Having worked in the banking sector myself and having coaxed many customers to migrate to phone banking, I am usually quite comfortable with the typical call centre service. I quickly navigated through the IVR (Interactive Voice Response) portions and finally started speaking to a customer care person. What struck me during that phone call was that just after I explained the problem (or my interpretation of the problem!), the person actually said “Ma’m, I am really sorry for the inconvenience this must have caused you this morning”. I recognized it as a well-drafted sentence and knew it was part of the script. Yet the simple acknowledgment of my hassled morning was not lost on me. No needling to find out if I had a voltage problem, if I had actually plugged in the machine, if I was sure that there was power supply to that phase, etc – just simple acceptance that our customer has a problem before proceeding onto solving it. I actually felt that the company cared enough for its end customer or user; typically a woman who multitasks and uses as many resources (read people, machines, devices) as she can to run her household efficiently; to work this simple statement into their customer care training.
The rest of the call and the service support that followed it are also worthy of mention. The basic troubleshooting questions were covered in the call and allotment to a service engineer was completed. Interestingly, the company has a different way of measuring customer satisfaction with service calls. During the call, I was given a reference code, which I was to give to the service engineer after the problem was solved, and that too only if I was truly satisfied with the way the whole issue was handled. As soon as I hung up, I got an SMS alert with all the details I needed to follow up the request. As promised, the service engineer called me, fixed the visit time and when he arrived was competent enough to assess the problem, suggest a solution and make a follow up trip to finish the job – all within the same day! I handed him the satisfaction code gladly.
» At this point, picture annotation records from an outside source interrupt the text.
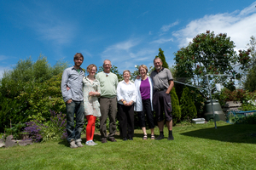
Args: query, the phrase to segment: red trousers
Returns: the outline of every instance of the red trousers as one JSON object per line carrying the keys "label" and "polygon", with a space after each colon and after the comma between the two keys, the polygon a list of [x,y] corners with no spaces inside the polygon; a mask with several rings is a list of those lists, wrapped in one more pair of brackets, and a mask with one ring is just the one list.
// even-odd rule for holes
{"label": "red trousers", "polygon": [[95,131],[95,122],[96,117],[93,115],[87,115],[87,127],[86,127],[86,141],[93,140],[94,131]]}

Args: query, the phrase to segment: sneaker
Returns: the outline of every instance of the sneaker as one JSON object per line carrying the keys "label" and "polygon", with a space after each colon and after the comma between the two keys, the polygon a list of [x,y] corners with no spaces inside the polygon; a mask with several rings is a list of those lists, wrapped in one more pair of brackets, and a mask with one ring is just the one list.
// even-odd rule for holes
{"label": "sneaker", "polygon": [[81,144],[81,142],[76,142],[76,144],[78,147],[84,147],[84,145]]}
{"label": "sneaker", "polygon": [[93,146],[93,145],[95,145],[95,144],[92,143],[92,141],[87,141],[87,142],[85,143],[85,145],[88,145],[88,146]]}
{"label": "sneaker", "polygon": [[98,144],[95,143],[93,140],[91,141],[91,143],[93,144],[93,145]]}
{"label": "sneaker", "polygon": [[168,137],[168,139],[167,140],[174,140],[174,138],[173,138],[173,136],[172,135],[172,136],[170,136],[169,135],[169,137]]}
{"label": "sneaker", "polygon": [[111,142],[116,142],[116,139],[114,139],[114,138],[111,138],[111,139],[109,139],[109,140],[110,140]]}
{"label": "sneaker", "polygon": [[160,139],[165,139],[164,135],[159,135],[155,139],[160,140]]}
{"label": "sneaker", "polygon": [[77,148],[78,145],[75,144],[75,141],[74,140],[72,140],[70,142],[70,148]]}
{"label": "sneaker", "polygon": [[107,139],[102,139],[102,144],[107,143]]}

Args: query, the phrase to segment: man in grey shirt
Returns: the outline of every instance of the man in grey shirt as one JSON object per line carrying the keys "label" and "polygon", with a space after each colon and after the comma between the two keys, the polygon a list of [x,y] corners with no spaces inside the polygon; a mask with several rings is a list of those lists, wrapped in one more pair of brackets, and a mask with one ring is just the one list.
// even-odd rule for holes
{"label": "man in grey shirt", "polygon": [[[84,56],[77,53],[73,57],[74,65],[66,69],[62,74],[61,93],[66,103],[67,142],[71,148],[83,147],[81,132],[84,128],[83,77],[84,71],[80,65]],[[74,114],[76,127],[74,128]]]}
{"label": "man in grey shirt", "polygon": [[170,92],[174,82],[169,69],[162,67],[163,63],[160,58],[154,60],[155,71],[151,72],[150,77],[154,84],[153,108],[155,111],[160,135],[156,139],[163,139],[164,136],[164,117],[165,112],[166,126],[169,130],[168,140],[173,140],[172,136],[172,116]]}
After all, in this world of unreliable service, this was a fairy tale ending.
The more I think back about this incident, the more convinced I am that the attention to small details such as the simple statement I have alluded to here do have an impact on the customer at many levels. Of course, it would have been useless if the company staff had just been polite and understanding on the phone and then not lived up to the actual service requirement. In this case the overall service framework seemed to be well organized and capacitized and hence the extra “inch” I think went a long way. Which is why instead of cribbing about a faulty washing machine I am writing a glowing report on their customer service?
The lesson in this for every company selling a product linked to a service or just a service is clear. Put yourself in your customer’s shoes and try and replicate their mood and emotion when something goes wrong with your product. Only then can you review the customer service process to see if it has the extra “inches” to deal with the customer as a person first and address the actual problem thereafter.
ERGO: Save the slimming for other parts of your business, as for your Customer Service, simple pile on those extra “inches”.